Gene Evolution Accelerated by Head-On Collisions Between DNA-Code Reading Machineries

by Kathy Jones on Mar 31 2013 9:17 PM

 Gene Evolution Accelerated by Head-On Collisions Between DNA-Code Reading Machineries
Research indicates that bacteria speed up their evolution by positioning specific genes along the route in DNA encoding.
Certain genes are in prime collision paths for the moving molecular machineries that read the DNA code, as University of Washington scientists explain in this week's edition of Nature.

The spatial-organization tactics their model organism, Bacillus subtilis, takes to evolve and adapt might be imitated in other related Gram-positive bacteria, including harmful, ever-changing germs like staph, strep, and listeria, to strengthen their virulence or cause persistent infections. The researchers think that these mechanisms for accelerating evolution may be found in other living creatures as well.

Replication – the duplicating of the genetic code to create a new set of genes– and transcription – the copying of DNA code to produce a protein – are not separated by time or space in bacteria. Therefore, clashes between these machineries are inevitable. Replication traveling rapidly along a DNA strand can be stalled by a head-on encounter or same-direction brush with slower-moving transcription.

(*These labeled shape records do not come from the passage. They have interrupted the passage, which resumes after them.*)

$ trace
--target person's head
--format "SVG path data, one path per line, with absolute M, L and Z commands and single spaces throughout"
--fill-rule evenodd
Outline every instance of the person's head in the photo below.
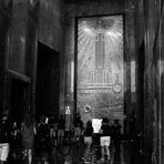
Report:
M 114 120 L 114 124 L 119 124 L 119 120 L 117 119 Z
M 92 122 L 89 120 L 88 122 L 86 122 L 86 129 L 88 127 L 91 127 L 92 126 Z
M 32 124 L 32 116 L 29 113 L 24 116 L 24 123 L 28 127 Z
M 103 117 L 102 123 L 107 124 L 109 123 L 109 119 L 107 117 Z
M 47 119 L 45 115 L 41 115 L 40 116 L 40 123 L 45 123 L 45 119 Z

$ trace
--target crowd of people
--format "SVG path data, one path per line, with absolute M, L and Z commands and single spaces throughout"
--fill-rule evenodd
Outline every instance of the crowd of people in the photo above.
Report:
M 8 115 L 3 115 L 0 122 L 0 162 L 3 164 L 10 158 L 22 160 L 25 156 L 28 164 L 31 164 L 34 154 L 49 163 L 49 155 L 57 144 L 71 144 L 75 140 L 80 140 L 84 145 L 84 161 L 89 161 L 93 145 L 101 147 L 101 160 L 104 160 L 106 153 L 110 161 L 110 144 L 113 142 L 115 151 L 120 151 L 120 136 L 119 121 L 115 120 L 111 124 L 106 117 L 102 119 L 99 134 L 95 134 L 92 121 L 84 125 L 80 114 L 76 114 L 69 131 L 65 131 L 64 115 L 60 115 L 58 122 L 53 117 L 41 115 L 37 122 L 28 113 L 21 123 L 11 122 Z

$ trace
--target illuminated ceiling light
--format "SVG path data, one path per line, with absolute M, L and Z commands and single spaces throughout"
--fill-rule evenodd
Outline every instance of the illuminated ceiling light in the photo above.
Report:
M 122 34 L 120 32 L 111 32 L 111 31 L 107 31 L 106 34 L 110 35 L 110 37 L 115 37 L 115 38 L 116 37 L 122 37 Z
M 83 28 L 83 30 L 84 30 L 84 32 L 88 33 L 88 34 L 93 34 L 93 32 L 91 31 L 91 29 L 89 29 L 89 28 L 86 28 L 86 27 Z

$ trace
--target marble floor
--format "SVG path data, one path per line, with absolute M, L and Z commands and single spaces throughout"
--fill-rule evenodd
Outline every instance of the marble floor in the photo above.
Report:
M 75 143 L 72 145 L 57 145 L 49 153 L 49 162 L 43 158 L 34 157 L 34 164 L 142 164 L 142 157 L 140 152 L 135 150 L 134 144 L 130 141 L 121 143 L 121 151 L 116 152 L 114 148 L 110 148 L 111 160 L 101 160 L 101 147 L 95 146 L 90 153 L 89 162 L 84 162 L 83 152 L 84 145 L 82 143 Z M 42 161 L 42 162 L 41 162 Z M 44 161 L 44 162 L 43 162 Z
M 131 141 L 121 142 L 121 151 L 115 151 L 114 146 L 110 147 L 111 160 L 101 160 L 101 147 L 93 146 L 90 153 L 89 162 L 84 162 L 84 144 L 81 142 L 72 144 L 55 144 L 49 152 L 39 150 L 33 155 L 32 164 L 142 164 L 142 156 Z M 10 160 L 9 164 L 25 164 L 24 161 Z M 150 163 L 148 163 L 150 164 Z

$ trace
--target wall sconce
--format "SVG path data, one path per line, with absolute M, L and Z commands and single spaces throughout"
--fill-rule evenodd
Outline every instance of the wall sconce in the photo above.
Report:
M 65 106 L 65 114 L 71 114 L 71 107 L 69 105 Z

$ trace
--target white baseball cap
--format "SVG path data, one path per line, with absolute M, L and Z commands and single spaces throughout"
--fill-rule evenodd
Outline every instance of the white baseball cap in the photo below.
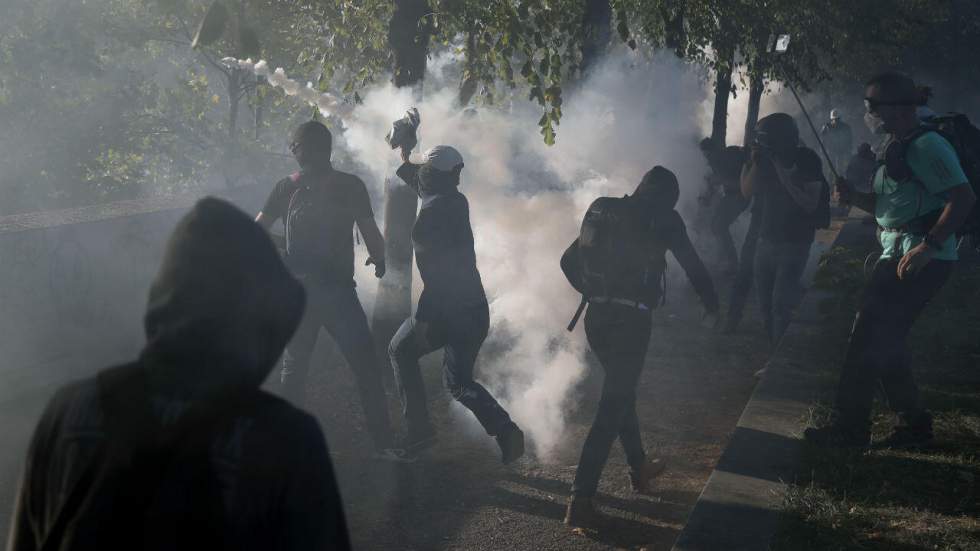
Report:
M 463 164 L 463 156 L 452 146 L 437 145 L 422 155 L 422 162 L 436 170 L 449 172 Z

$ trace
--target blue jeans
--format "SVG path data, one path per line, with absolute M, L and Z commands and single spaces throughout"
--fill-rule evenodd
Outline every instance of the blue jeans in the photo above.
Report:
M 770 346 L 779 343 L 803 298 L 800 278 L 810 258 L 810 245 L 812 242 L 773 243 L 765 238 L 756 245 L 755 288 Z
M 650 345 L 650 312 L 618 304 L 590 304 L 585 335 L 606 372 L 592 428 L 582 446 L 572 494 L 592 497 L 618 439 L 626 462 L 634 470 L 646 461 L 640 421 L 636 415 L 636 385 Z
M 473 412 L 484 430 L 496 436 L 510 416 L 486 388 L 473 380 L 473 367 L 490 329 L 487 303 L 461 308 L 433 321 L 408 318 L 391 339 L 388 355 L 395 371 L 409 438 L 432 432 L 419 359 L 444 349 L 443 377 L 449 393 Z
M 302 407 L 310 357 L 323 327 L 354 372 L 361 407 L 375 447 L 390 446 L 391 420 L 381 380 L 381 365 L 354 287 L 324 284 L 306 277 L 301 277 L 300 281 L 306 289 L 306 311 L 283 356 L 280 379 L 283 395 Z

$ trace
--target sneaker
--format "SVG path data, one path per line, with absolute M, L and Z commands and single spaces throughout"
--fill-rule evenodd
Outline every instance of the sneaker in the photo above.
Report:
M 822 448 L 867 448 L 871 444 L 869 433 L 845 431 L 837 425 L 810 427 L 803 431 L 803 439 Z
M 663 459 L 647 458 L 639 471 L 630 469 L 630 486 L 638 494 L 650 495 L 653 493 L 653 479 L 663 474 L 666 468 L 667 462 Z
M 384 448 L 376 450 L 371 458 L 391 463 L 415 463 L 418 460 L 418 455 L 410 454 L 401 448 Z
M 605 518 L 596 511 L 591 497 L 572 496 L 565 508 L 565 526 L 571 528 L 596 528 Z
M 510 423 L 496 438 L 497 445 L 500 446 L 500 460 L 504 465 L 513 463 L 524 455 L 524 432 L 514 423 Z
M 884 440 L 875 442 L 876 449 L 909 450 L 928 448 L 935 444 L 932 427 L 895 427 Z

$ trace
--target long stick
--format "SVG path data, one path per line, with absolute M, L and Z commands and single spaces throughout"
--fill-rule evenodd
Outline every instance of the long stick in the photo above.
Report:
M 834 161 L 830 159 L 830 154 L 827 153 L 827 148 L 823 145 L 823 140 L 820 139 L 820 133 L 817 132 L 817 127 L 813 125 L 813 121 L 810 119 L 810 114 L 806 111 L 806 106 L 803 105 L 803 100 L 800 99 L 800 95 L 796 93 L 796 88 L 786 79 L 786 87 L 789 88 L 790 92 L 793 92 L 793 97 L 796 98 L 796 103 L 800 104 L 800 109 L 803 110 L 803 116 L 806 117 L 806 122 L 810 125 L 810 130 L 813 131 L 813 137 L 817 139 L 817 143 L 820 144 L 820 151 L 823 151 L 824 158 L 827 159 L 827 164 L 830 166 L 830 171 L 834 173 L 834 178 L 840 179 L 840 174 L 837 173 L 837 168 L 834 166 Z

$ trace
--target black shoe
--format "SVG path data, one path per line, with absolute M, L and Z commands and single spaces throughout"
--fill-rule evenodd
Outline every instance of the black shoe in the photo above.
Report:
M 514 423 L 509 423 L 496 438 L 497 445 L 500 446 L 500 460 L 504 465 L 513 463 L 524 455 L 524 432 Z
M 909 450 L 929 448 L 935 444 L 932 427 L 895 427 L 884 440 L 875 442 L 876 449 Z
M 410 430 L 408 436 L 402 440 L 401 445 L 395 449 L 399 450 L 405 457 L 414 458 L 418 454 L 435 446 L 438 441 L 436 431 L 432 427 L 418 431 Z
M 803 431 L 803 439 L 822 448 L 867 448 L 871 444 L 867 432 L 843 430 L 837 425 L 810 427 Z
M 565 526 L 570 528 L 598 528 L 606 518 L 596 510 L 591 497 L 572 496 L 565 508 Z

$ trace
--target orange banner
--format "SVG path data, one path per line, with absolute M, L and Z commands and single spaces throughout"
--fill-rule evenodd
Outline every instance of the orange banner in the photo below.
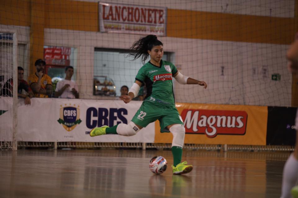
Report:
M 177 103 L 185 128 L 185 144 L 265 145 L 267 106 Z M 170 133 L 160 132 L 155 143 L 171 143 Z

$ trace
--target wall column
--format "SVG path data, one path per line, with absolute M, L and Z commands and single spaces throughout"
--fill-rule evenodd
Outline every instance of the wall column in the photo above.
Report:
M 45 0 L 31 0 L 30 5 L 30 55 L 29 74 L 35 71 L 34 63 L 43 59 Z

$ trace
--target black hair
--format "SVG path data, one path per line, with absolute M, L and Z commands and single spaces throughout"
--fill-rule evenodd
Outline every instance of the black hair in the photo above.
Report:
M 72 66 L 68 66 L 67 67 L 65 67 L 65 71 L 67 71 L 67 70 L 70 68 L 72 69 L 74 69 L 74 67 Z
M 42 65 L 44 66 L 46 65 L 46 62 L 42 59 L 38 59 L 36 60 L 36 61 L 35 62 L 35 63 L 34 64 L 35 66 L 37 66 L 40 65 Z
M 120 88 L 120 90 L 121 90 L 121 89 L 122 89 L 122 88 L 124 88 L 124 87 L 126 87 L 127 88 L 127 90 L 128 90 L 128 86 L 127 86 L 126 85 L 123 85 L 123 86 L 122 86 L 122 87 L 121 87 L 121 88 Z
M 18 70 L 22 70 L 22 71 L 24 71 L 24 69 L 23 68 L 23 67 L 18 67 Z
M 156 36 L 150 34 L 135 41 L 129 48 L 131 51 L 129 53 L 128 56 L 133 57 L 133 61 L 142 56 L 142 62 L 144 64 L 149 56 L 148 50 L 151 51 L 154 46 L 163 45 L 162 43 L 157 40 Z

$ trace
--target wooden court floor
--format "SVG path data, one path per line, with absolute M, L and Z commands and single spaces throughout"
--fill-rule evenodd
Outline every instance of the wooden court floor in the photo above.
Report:
M 189 173 L 173 175 L 170 151 L 0 151 L 0 197 L 279 197 L 289 153 L 184 150 Z M 170 165 L 156 175 L 157 155 Z

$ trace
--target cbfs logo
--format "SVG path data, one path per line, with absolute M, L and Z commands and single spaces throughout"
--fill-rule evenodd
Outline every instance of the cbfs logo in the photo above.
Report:
M 246 131 L 245 111 L 184 109 L 181 115 L 187 134 L 214 138 L 218 135 L 244 135 Z
M 79 124 L 82 122 L 80 119 L 80 110 L 78 107 L 75 106 L 75 105 L 71 106 L 71 104 L 70 106 L 66 106 L 63 107 L 62 105 L 60 105 L 60 118 L 57 120 L 61 124 L 62 124 L 65 130 L 67 131 L 70 131 L 77 126 L 77 124 Z

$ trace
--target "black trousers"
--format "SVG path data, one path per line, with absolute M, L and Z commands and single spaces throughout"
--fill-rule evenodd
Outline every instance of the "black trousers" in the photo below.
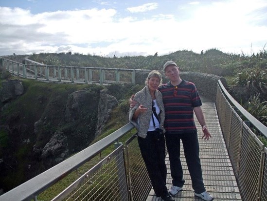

The senior authors of the study, Houra Merrikh, UW assistant professor of microbiology, and Evgeni Sokurenko, UW professor of microbiology, and their research teams are collaborating to understand the evolutionary consequences of these conflicts. The major focus of Merrikh and her research team is on understanding mechanistic and physiological aspects of conflicts in living cells – including why and how these collisions lead to mutations.

Impediments to replication, they noted, can cause instability within the genome, such as chromosome deletions or rearrangements, or incomplete separation of genetic material during cell division. When dangerous collisions take place, bacteria sometimes employ methods to repair, and then restart, the paused DNA replication, Merrikh discovered in her earlier work at the Massachusetts Institute of Technology.